A question from comp.lang.php:
I understand that register_globals was turned off by default as, unless you initialised it, it could be altered by a malicious coder.
What I don’t understand is how the $_POST[‘foo’] form is any more secure. Surely Mr Malicious Coder can still just send his own version of $_POST[‘foo’]?
Obviously I’m missing something, I just can’t figure out what!
What you are missing is a realization that with register_globals = On, the malicious coder can initialize ANY variable, regardless of whether the script expects to receive it via CGI.
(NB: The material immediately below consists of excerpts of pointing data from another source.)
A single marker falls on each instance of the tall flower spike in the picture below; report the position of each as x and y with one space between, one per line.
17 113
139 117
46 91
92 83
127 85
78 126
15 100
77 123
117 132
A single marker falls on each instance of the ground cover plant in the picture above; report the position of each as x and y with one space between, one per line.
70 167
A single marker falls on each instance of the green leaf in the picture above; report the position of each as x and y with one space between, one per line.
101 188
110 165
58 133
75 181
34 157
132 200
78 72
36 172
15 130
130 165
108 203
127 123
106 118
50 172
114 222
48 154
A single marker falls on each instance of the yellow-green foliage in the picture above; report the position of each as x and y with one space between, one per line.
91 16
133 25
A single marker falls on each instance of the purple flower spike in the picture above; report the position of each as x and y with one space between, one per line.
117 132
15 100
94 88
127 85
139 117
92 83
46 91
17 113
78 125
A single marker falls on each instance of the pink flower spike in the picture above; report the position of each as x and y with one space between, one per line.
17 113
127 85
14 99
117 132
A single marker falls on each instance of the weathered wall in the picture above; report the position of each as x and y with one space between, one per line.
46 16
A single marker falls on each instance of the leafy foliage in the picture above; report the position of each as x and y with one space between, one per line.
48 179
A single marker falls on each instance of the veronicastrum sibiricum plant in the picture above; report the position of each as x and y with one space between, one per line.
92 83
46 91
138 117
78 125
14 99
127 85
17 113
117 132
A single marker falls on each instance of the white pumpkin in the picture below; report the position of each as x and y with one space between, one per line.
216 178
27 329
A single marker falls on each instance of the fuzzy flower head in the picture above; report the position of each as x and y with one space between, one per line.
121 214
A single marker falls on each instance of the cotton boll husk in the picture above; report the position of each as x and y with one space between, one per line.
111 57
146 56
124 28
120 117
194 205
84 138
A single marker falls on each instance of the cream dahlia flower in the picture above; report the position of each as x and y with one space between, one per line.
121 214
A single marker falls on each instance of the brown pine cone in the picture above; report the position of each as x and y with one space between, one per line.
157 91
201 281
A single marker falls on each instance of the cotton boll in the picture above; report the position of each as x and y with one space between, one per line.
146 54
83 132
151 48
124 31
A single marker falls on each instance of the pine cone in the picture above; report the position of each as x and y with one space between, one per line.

Let’s say, you have something like this:
// Tons of code here...
// The script processes incoming data
// and, depending on the program flow,
// may or may not initialize the $bar
// variable.
if (isset($bar)) {
$query = "DELETE FROM the_table WHERE bar='$bar'";
$result = mysql_query($query);
}
// Tons of code here too...
Now let’s say that register_globals = On and malicious coder submitted:
$_REQUEST['bar'] = "' OR bar LIKE '%"
The server receives it and initializes:
$bar = "' OR bar LIKE '%"
If $bar is not changed elsewhere, the script issues the following MySQL query:
DELETE FROM the_table WHERE bar='' OR bar LIKE '%'
meaning, delete all records from the_table.
Granted, the above example is not a good coding practice, but with register_globals = Off it is still safe (the malicious user cannot initialize $bar and thus alter the program flow), while with register_globals = On it is a security risk.